[<prev] [next>] [<thread-prev] [day] [month] [year] [list]
Message-ID: <20220427031319.GA3900750@hori.linux.bs1.fc.nec.co.jp>
Date: Wed, 27 Apr 2022 03:13:19 +0000
From: HORIGUCHI NAOYA(堀口 直也)
<naoya.horiguchi@....com>
To: Miaohe Lin <linmiaohe@...wei.com>
CC: Mike Kravetz <mike.kravetz@...cle.com>,
David Hildenbrand <david@...hat.com>,
"akpm@...ux-foundation.org" <akpm@...ux-foundation.org>,
"linux-mm@...ck.org" <linux-mm@...ck.org>,
"linux-kernel@...r.kernel.org" <linux-kernel@...r.kernel.org>,
Oscar Salvador <osalvador@...e.de>
Subject: Re: [PATCH] mm/memory_hotplug: avoid consuming corrupted data when
offline pages
On Tue, Apr 26, 2022 at 07:41:52PM +0800, Miaohe Lin wrote:
> On 2022/4/25 21:55, HORIGUCHI NAOYA(堀口 直也) wrote:
> > On Fri, Apr 22, 2022 at 02:53:48PM +0800, Miaohe Lin wrote:
> >> On 2022/4/22 6:04, Mike Kravetz wrote:
> >>> On 4/21/22 07:20, David Hildenbrand wrote:
> >>>> On 21.04.22 15:51, Miaohe Lin wrote:
> >>>>> When trying to offline pages, HWPoisoned hugepage is migrated without
> >>>>> checking PageHWPoison first. So corrupted data could be consumed. Fix
> >>>>> it by deferring isolate_huge_page until PageHWPoison is handled.
> >>>>>
> >>>>
> >>>> CCing Oscar, Mike and Naoya
> >>>>
> >>>>> Signed-off-by: Miaohe Lin <linmiaohe@...wei.com>
> >>>>> ---
> >>>>> mm/memory_hotplug.c | 11 +++++++----
> >>>>> 1 file changed, 7 insertions(+), 4 deletions(-)
> >>>>>
> >>>>> diff --git a/mm/memory_hotplug.c b/mm/memory_hotplug.c
> >>>>> index 4c6065e5d274..093f85ec5c5c 100644
> >>>>> --- a/mm/memory_hotplug.c
> >>>>> +++ b/mm/memory_hotplug.c
> >>>>> @@ -1600,11 +1600,9 @@ do_migrate_range(unsigned long start_pfn, unsigned long end_pfn)

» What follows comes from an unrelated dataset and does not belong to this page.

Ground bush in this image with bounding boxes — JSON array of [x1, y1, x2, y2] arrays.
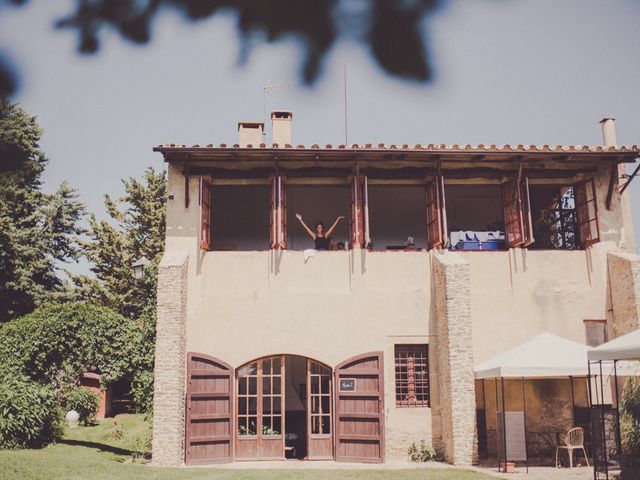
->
[[620, 377, 640, 457], [408, 440, 436, 462], [0, 302, 156, 413], [0, 367, 64, 449], [66, 387, 100, 426]]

> >>>>> folio = page_folio(page);
> >>>>> head = &folio->page;
> >>>>>
> >>>>> - if (PageHuge(page)) {
> >>>>> + if (PageHuge(page))
> >>>>> pfn = page_to_pfn(head) + compound_nr(head) - 1;
> >>>>> - isolate_huge_page(head, &source);
> >>>>> - continue;
> >>>>> - } else if (PageTransHuge(page))
> >>>>> + else if (PageTransHuge(page))
> >>>>> pfn = page_to_pfn(head) + thp_nr_pages(page) - 1;
> >>>>>
> >>>>> /*
> >>>>> @@ -1622,6 +1620,11 @@ do_migrate_range(unsigned long start_pfn, unsigned long end_pfn)
> >>>>> continue;
> >>>>> }
> >>>>>
> >>>>> + if (PageHuge(page)) {
> >>>>> + isolate_huge_page(head, &source);
> >>>>> + continue;
> >>>>> + }
> >>>>> +
> >>>>> if (!get_page_unless_zero(page))
> >>>>> continue;
> >>>>> /*
> >>>>
> >>>> The problem statement makes sense to me but I am not sure about the
> >>>> details if we run into the "PageHWPoison" path with a huge page. I have
> >>>> the gut feeling that we have to do more for huge pages in the
> >>>> PageHWPoison() path, because we might be dealing with a free huge page
> >>>> after unmap succeeds. I might be wrong.
> >>>>
> >>>
> >>> Thinking about memory errors always makes my head hurt :)
> >>
> >> Me too. ;)
> >>
> >>>
> >>> What 'state' could a poisoned hugetlb page be in here?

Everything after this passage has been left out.